The distinction between meteors and fireballs (formerly also called bolides) is merely one of convenience; a fireball is an unusually bright meteor. Incidentally, it also means that a fireball is larger than a faint meteor.
Objects that enter our atmosphere become visible when they are about 60 mi above the ground. The fact that they grow hot enough to emit light is not due to the “friction” of the atmosphere, as one often reads. The phenomenon responsible for the heating is one of compression. Unconfined air cannot move faster than the speed of sound. Since the entering meteorite moves with 30 to 60 times the speed of sound, the air simply cannot get out of the way. Therefore, it is compressed like the air in the cylinder of a diesel engine and is heated by compression. This heat—or part of it—is transferred to the moving object. The details of this process are now fairly well understood as a result of reentry tests with ballistic-missile nose cones.
The average weight of an object producing a faint shooting star is only a small fraction of an ounce. Even a bright fireball may not weigh more than 2 or 3 lb. Naturally, the smaller objects are worn to dust by the passage through the atmosphere; only rather large ones reach the ground. Those that are found are called meteorites. (The meteor, to repeat, is the term for the light streak in the sky.) Thousands of meteorites fall to Earth each year.
The largest meteorite known is still embedded in the ground near Grootfontein in southwest Africa and is estimated to weigh 70 tons. The second-largest known is the 34-ton Anighito (on exhibit in the Hayden Planetarium, New York), which was found by Admiral Peary in 1892 at Cape York in Greenland. The largest meteorite found in the United States is the Willamette meteorite (found in Oregon, weight ca. 15 tons), but large portions of this meteorite weathered away before it was found. Its weight as it struck the ground may have been 20 tons.
All these are iron meteorites (an iron meteorite normally contains about 7% nickel), which form one class of meteorites. The other class consists of the stony meteorites, and between them there are the so-called stony irons. Tektites consist of silica-rich glass similar to our volcanic glass obsidian, and because of the similarity, there is doubt in a number of cases whether the glass is of terrestrial or of extraterrestrial origin.

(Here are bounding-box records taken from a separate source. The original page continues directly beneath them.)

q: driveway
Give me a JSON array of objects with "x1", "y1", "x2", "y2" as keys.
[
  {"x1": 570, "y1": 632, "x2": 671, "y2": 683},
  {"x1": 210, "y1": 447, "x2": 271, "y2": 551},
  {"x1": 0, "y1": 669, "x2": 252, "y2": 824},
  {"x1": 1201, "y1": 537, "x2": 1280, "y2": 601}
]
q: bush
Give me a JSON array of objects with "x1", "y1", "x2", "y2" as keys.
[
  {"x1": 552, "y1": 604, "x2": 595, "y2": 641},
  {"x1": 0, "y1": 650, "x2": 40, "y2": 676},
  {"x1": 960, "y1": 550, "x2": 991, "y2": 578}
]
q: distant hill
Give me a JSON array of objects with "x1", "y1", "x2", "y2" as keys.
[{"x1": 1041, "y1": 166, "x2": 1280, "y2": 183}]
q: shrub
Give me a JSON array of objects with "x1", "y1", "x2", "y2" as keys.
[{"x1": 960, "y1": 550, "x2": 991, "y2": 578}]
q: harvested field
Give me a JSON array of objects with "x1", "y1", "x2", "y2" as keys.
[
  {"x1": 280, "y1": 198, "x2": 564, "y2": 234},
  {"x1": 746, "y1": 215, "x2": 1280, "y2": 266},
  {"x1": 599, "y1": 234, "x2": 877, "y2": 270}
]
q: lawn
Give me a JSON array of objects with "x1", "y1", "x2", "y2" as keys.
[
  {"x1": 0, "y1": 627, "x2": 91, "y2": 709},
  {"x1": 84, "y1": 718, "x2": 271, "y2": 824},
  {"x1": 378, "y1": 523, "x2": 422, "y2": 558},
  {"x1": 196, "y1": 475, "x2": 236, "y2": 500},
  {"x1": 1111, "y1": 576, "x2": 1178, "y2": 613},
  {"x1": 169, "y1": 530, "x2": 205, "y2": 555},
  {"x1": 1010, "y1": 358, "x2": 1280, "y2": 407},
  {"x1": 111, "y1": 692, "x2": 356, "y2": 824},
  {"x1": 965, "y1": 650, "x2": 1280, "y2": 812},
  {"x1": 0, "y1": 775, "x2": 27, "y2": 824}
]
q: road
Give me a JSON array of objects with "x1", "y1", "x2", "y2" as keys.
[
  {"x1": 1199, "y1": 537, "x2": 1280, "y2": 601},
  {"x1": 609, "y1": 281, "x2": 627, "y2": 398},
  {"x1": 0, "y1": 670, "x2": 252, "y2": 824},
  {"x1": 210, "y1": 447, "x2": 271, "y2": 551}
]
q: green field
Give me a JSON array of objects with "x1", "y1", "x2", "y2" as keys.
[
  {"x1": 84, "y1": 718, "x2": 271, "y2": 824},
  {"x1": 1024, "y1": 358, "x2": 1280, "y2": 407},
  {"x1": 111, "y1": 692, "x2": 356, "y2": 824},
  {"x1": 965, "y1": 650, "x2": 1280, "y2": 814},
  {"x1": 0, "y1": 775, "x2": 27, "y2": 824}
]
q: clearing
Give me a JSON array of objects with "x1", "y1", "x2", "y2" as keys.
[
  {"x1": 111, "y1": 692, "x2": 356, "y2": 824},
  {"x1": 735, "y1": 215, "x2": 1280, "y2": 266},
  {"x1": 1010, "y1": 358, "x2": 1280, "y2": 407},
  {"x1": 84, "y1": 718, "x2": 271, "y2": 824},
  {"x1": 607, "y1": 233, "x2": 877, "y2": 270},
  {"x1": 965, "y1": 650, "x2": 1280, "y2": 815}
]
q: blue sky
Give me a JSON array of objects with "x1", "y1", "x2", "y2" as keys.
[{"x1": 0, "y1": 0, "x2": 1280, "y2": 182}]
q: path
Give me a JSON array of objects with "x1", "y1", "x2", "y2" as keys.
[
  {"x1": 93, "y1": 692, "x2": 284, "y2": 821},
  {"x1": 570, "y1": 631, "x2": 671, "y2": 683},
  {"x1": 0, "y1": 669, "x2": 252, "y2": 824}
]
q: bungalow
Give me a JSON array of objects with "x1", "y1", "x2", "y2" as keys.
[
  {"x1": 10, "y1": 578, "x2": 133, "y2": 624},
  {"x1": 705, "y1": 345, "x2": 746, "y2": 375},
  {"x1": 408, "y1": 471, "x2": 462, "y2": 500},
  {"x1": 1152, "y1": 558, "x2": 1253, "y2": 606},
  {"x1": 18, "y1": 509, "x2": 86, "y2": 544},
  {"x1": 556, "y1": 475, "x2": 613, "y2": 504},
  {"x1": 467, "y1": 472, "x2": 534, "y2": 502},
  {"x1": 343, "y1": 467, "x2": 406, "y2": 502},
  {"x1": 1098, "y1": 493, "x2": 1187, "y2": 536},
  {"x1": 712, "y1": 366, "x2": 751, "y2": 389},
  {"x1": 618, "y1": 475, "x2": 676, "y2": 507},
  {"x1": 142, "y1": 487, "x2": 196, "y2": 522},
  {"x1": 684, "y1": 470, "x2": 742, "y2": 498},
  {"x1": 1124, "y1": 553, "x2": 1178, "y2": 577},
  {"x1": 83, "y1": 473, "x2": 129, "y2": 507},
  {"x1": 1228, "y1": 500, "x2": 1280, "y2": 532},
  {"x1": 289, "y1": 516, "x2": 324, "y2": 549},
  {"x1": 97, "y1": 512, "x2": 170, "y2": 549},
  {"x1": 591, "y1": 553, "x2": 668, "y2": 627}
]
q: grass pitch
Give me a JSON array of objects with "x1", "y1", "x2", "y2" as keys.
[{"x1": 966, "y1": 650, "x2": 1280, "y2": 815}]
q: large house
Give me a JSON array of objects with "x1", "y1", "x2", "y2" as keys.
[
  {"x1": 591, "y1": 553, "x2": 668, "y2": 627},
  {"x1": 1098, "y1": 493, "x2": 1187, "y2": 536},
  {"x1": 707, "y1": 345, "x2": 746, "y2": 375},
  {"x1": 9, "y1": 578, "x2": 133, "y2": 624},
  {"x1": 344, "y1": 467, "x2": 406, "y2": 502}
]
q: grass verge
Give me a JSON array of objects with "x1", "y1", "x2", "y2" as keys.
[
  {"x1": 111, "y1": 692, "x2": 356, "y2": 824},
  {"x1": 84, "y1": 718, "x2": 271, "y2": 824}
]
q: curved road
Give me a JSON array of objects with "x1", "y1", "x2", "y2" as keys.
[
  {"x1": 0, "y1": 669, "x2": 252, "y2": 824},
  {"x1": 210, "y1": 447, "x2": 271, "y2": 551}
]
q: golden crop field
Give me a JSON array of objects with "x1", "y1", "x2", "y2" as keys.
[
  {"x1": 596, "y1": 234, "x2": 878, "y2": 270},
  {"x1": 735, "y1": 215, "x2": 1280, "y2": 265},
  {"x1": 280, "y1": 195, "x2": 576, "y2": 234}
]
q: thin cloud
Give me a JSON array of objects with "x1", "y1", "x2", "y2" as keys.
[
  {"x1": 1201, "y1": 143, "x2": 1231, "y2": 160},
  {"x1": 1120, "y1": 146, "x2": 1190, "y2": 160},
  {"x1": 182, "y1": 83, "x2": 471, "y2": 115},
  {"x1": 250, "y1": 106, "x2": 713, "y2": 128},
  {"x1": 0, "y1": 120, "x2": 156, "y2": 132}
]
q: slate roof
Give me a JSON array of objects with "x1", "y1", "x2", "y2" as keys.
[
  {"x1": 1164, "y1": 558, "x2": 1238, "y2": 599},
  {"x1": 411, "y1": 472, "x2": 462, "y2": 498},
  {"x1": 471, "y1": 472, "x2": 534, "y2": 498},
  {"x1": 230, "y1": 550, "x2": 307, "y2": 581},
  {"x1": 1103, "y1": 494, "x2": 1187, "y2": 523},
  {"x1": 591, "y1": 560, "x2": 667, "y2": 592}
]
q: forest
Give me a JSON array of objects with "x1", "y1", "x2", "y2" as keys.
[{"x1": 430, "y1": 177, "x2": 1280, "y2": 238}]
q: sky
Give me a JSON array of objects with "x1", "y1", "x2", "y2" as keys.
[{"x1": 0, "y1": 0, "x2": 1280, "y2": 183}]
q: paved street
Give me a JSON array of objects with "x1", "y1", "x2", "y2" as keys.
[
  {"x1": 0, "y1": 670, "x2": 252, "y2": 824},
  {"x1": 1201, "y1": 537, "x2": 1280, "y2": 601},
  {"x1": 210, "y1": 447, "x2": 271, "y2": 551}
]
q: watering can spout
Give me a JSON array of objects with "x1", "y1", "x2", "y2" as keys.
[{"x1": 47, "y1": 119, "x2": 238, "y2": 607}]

Though no meteorite larger than the Grootfontein is actually known, we do know that Earth has, on occasion, been struck by much larger bodies. Evidence for such hits are the meteorite craters, of which an especially good example is located near the Cañon Diablo in Arizona. Another meteor crater in the United States is a rather old crater near Odessa, Tex. A large number of others are known, especially in eastern Canada; and for many “probables,” meteoric origin has now been proved. Some scientists theorize that the mass extermination of dinosaurs from the face of Earth 65 million years ago was due to a large meteor that struck our planet at that time.
Meteor showers are caused by multitudes of very small bodies traveling in swarms. Earth travels in its orbit through these swarms like a car driving through falling snow. The point from which the meteors seem to emanate is called the radiant and is named for the constellation in that area. The Perseid meteor shower in August is the most spectacular of the year, boasting, at peak, roughly 60 meteors per hour under good atmospheric conditions. The presence of a bright moon diminishes the number of visible meteors.